Número 60, octubre 2014

 

Historias
al hilo

Mauricio López Rueda.
Fotografías: Juan Fernando Ospina

 
Juan Fernando Ospina
 
 

Don Eladio Durango produce fique desde hace más de 35 años. Es un hombre añejo acostumbrado a trabajar la tierra. Tiene una pequeña finca en la vereda La Cano, en Girardota, cuyo paisaje está adornado por hermosas cascadas como collares de diamantes saliendo de ese bosque agreste que se aferra a la cordillera oriental, a fuerza de peñas y árboles ancestrales.

Eladio, que come de lo que siembra en la parte trasera de su finca, fabrica cabuya para pagarles el estudio a sus cuatro nietos. Tiene un cultivo de unas cien matas de fique, una máquina desfibradora y una carreta de tracción animal en la que se transporta hasta el parque principal de Girardota para llevar su producto.

Allá, por cada kilo de fique le dan cerca de dos mil pesos. Baja unos treinta kilos semanales, y con eso le basta, pues para sobrevivir le alcanzan su finca, su caballo y su perro. En Girardota, el fique de don Eladio se transforma en madejas de fina cabuya que en cajas bien selladas viajan hasta Medellín, precisamente hasta la Plaza de La América.
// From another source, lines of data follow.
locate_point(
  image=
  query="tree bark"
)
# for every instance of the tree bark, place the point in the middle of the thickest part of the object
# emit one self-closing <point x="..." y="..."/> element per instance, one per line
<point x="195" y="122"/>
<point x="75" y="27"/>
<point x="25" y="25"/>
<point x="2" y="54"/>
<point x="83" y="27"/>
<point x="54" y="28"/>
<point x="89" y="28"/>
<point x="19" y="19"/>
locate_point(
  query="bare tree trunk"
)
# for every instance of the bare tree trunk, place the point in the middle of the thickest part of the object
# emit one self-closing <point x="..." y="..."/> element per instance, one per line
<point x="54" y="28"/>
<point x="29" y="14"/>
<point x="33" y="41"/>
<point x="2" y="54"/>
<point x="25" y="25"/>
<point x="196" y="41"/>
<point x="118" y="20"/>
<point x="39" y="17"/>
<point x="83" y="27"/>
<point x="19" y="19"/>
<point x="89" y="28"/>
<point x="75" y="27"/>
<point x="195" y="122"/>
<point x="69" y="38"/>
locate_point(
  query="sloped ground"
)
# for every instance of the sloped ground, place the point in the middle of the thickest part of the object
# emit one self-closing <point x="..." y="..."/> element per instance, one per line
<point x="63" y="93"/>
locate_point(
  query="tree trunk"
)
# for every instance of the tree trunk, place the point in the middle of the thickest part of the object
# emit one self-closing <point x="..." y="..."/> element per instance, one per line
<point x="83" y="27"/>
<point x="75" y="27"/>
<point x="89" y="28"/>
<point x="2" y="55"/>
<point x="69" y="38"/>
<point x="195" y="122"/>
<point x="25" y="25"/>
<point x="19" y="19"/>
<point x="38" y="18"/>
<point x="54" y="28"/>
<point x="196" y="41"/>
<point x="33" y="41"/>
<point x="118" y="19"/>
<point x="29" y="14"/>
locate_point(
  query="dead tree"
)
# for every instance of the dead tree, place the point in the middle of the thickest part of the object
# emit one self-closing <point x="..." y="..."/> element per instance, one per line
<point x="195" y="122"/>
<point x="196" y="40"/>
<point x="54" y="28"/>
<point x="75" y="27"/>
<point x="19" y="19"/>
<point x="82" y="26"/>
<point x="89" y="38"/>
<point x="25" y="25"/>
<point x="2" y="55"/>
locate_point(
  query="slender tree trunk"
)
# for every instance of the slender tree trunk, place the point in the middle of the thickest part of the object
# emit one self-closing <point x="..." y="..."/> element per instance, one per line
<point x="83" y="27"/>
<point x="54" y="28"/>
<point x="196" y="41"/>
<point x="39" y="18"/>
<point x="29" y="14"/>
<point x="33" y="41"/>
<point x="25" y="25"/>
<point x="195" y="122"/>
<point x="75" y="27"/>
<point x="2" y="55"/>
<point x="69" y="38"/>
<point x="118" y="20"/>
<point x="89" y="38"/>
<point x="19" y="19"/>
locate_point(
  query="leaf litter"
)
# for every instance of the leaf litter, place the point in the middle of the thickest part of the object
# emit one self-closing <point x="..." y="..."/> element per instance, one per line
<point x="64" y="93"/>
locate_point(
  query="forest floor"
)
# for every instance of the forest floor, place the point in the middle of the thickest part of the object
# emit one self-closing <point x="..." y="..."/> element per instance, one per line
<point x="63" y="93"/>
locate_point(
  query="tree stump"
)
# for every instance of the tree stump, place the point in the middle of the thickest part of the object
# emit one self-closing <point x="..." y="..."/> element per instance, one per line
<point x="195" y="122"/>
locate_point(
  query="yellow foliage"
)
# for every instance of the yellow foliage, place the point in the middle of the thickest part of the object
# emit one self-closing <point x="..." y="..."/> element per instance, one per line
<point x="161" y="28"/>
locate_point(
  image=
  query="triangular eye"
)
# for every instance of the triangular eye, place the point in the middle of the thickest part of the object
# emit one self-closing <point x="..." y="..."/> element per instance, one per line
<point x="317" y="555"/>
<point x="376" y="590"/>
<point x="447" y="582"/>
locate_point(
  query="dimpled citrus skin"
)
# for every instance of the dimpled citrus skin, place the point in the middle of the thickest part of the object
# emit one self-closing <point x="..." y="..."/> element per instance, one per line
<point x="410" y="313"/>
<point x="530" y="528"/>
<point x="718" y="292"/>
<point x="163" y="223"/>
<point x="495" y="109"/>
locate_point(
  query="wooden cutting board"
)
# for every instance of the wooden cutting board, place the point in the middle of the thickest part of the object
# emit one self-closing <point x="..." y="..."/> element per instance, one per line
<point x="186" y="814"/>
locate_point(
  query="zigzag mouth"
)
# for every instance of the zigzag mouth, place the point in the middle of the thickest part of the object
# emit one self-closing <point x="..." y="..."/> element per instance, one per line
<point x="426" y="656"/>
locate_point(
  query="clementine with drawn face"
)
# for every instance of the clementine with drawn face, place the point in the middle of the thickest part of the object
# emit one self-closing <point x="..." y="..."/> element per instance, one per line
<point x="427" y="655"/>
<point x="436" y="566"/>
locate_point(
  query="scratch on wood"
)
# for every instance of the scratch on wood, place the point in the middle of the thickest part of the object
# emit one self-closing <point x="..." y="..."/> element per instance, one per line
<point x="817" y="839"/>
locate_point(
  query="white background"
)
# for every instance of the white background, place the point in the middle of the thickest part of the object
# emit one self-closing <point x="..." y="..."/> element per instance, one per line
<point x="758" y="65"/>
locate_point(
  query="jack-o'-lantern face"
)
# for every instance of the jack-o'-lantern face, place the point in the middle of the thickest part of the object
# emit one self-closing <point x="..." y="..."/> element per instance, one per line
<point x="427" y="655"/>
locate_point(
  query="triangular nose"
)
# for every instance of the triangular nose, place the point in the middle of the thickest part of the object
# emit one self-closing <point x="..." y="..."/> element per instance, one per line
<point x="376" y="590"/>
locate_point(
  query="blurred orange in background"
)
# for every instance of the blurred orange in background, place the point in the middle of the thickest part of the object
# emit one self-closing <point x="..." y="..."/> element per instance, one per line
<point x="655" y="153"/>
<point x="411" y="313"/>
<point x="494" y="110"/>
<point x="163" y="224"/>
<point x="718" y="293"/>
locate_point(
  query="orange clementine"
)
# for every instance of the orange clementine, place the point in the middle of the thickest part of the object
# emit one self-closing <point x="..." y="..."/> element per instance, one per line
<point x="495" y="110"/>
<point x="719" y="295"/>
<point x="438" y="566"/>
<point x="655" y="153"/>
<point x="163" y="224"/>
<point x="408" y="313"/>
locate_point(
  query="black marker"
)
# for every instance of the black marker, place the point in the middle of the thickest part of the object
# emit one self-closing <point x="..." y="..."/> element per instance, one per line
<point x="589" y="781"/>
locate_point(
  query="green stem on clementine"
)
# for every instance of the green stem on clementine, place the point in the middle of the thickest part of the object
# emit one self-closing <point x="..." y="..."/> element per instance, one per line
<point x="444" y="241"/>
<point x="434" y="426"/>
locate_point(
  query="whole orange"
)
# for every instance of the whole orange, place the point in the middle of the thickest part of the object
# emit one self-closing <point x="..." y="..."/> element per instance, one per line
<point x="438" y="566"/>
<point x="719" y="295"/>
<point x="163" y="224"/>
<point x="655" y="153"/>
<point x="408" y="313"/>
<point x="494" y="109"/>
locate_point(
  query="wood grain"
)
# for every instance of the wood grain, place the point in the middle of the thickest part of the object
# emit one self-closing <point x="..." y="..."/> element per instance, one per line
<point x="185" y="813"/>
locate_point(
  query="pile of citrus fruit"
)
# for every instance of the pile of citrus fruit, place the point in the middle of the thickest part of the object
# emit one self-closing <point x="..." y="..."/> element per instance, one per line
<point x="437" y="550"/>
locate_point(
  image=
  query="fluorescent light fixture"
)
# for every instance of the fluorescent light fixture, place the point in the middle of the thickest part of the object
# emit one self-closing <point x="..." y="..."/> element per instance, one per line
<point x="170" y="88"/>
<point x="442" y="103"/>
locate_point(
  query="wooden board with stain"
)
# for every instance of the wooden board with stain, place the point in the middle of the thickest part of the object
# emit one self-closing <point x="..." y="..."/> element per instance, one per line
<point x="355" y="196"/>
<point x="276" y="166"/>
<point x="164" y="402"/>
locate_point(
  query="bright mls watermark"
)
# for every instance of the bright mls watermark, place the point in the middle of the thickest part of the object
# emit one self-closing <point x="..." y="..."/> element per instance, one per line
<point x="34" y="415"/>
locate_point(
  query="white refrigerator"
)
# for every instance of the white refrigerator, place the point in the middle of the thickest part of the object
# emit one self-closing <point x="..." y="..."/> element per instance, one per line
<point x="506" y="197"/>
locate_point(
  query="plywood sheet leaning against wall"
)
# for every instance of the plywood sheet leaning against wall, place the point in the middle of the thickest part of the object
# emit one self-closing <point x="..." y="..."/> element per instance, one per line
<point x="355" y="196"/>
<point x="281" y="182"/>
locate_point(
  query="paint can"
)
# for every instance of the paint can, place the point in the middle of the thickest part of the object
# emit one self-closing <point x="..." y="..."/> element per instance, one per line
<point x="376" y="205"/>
Allí cada madeja puede costar cinco mil o diez mil pesos, dependiendo del tamaño. Eladio ni se entera de todo ese proceso, ni de quién termina llevándose su fique. No conoce la Plaza de La América, aunque sí conoció la de Cisneros, esa cuyo incendio, en 1968, le dio vida un año después a las de La América, Campo Valdés, Belén, Castilla y Guayabal, construidas por la Alcaldía para que los habitantes de Medellín no tuvieran que ir hasta el centro a mercar.

Tres de ellas sucumbieron al progreso y a la aparición de los grandes supermercados. Solo sobrevivieron las plazas de Campo Valdés y La América, gracias a la unión de sus comerciantes y la fidelidad de algunos clientes.

Juan Fernando Ospina

 

Además del fique de don Eladio, en la Plaza de La América se consiguen productos tan diversos como el yacón, un vegetal con aire de fósil que sirve para curar todo tipo de males, o como plaguicida. El yacón baja en bultos desde San Vicente y desde Sonsón, y se vende a mil el kilo. En La América, una juiciosa compradora de ese extraño vegetal es Rosaura Molina, quien utiliza la cáscara para hacer menjurjes que previenen la vejez. Rosaura tiene un salón de belleza en Laureles y su esposo, Miguel Delgado, tiene una ebanistería en Belén Rosales. Miguel también visita la plaza, pero para comprar uchuvas, una fruta que parece adorno navideño y que dicen sirve para la diabetes y otras recetas médicas.

El yacón también lo compra Marino, un brujo y domador de serpientes que los sábados y domingos promete la erección eterna en el Parque Berrío.

Jorge Elías Cano es quien vende esa fea raíz prima hermana de la yuca. Nació en San Javier hace más de setenta años y llegó a la plaza el día que la inauguraron. Trabajaba en construcción, pero le ofrecieron ser cotero y se quedó. Hoy, las fuerzas no le alcanzan para subirse al lomo los bultos de papa que vienen desde Pasto y Boyacá, pero sí es capaz de desgranar frijoles y arvejas en un rinconcito de la tienda de don Nelson.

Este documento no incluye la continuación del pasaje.